[Distutils] red, green, refactor OR red, green, new feature?
ben+python at benfinney.id.au
Wed Oct 21 10:00:48 CEST 2015
Thomas Güttler <guettliml at thomas-guettler.de> writes:
> Hi distutils friends,
> which workflow do you prefer?
> 1. red (test fails)
> 2. green (test and code works)
> 3. refactor (clean up, deprecate old stuff)
* Write a failing test for the new behaviour. (red)
* Change the system-under-test until the test passes. (green)
* Clean up, remove redundancies, change no behaviour (refactor)
I disagree with that dichotomy.
> 1. red
> 2. green
> 3. new feature.
The latter isn't a workflow I recognise. It appears to confuse the
levels of working.
Making a new feature is much higher level than the rest of those steps;
it entails many iterations of “red, green, refactor”.

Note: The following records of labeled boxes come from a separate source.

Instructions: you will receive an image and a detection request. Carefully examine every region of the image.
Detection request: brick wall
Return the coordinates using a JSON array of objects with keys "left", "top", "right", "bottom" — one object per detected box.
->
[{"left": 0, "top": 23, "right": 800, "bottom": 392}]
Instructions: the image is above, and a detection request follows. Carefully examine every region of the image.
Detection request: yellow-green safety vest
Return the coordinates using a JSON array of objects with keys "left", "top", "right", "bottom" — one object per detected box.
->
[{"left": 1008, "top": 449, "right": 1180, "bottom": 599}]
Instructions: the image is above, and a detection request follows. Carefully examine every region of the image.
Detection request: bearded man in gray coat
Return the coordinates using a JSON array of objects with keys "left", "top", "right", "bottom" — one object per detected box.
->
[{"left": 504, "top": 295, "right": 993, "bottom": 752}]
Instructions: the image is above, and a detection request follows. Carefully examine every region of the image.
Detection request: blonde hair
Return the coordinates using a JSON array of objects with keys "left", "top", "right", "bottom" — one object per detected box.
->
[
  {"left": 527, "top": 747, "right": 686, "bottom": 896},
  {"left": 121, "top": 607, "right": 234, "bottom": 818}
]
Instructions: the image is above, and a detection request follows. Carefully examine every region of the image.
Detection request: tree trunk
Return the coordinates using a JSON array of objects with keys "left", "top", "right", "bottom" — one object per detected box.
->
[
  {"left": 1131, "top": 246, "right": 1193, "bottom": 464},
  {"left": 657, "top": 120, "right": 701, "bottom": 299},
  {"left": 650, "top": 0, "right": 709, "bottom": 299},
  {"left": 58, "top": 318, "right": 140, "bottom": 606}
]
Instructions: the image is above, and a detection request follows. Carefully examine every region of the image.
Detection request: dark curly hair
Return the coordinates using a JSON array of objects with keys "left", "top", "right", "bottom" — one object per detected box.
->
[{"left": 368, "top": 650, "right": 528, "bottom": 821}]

> I, like most other programmers, love new features
You're thinking that is incompatible with test-driven development.
Actually, from the TDD point of view, adding new features is like any
other change to the system under test: follow the TDD workflow (red,
green, refactor) until the new feature works.
> Are you willing to clean up and deprecate old stuff?
Everyone who works with code should be *willing* to do it. What TDD does
is allow the programer to do that with confidence.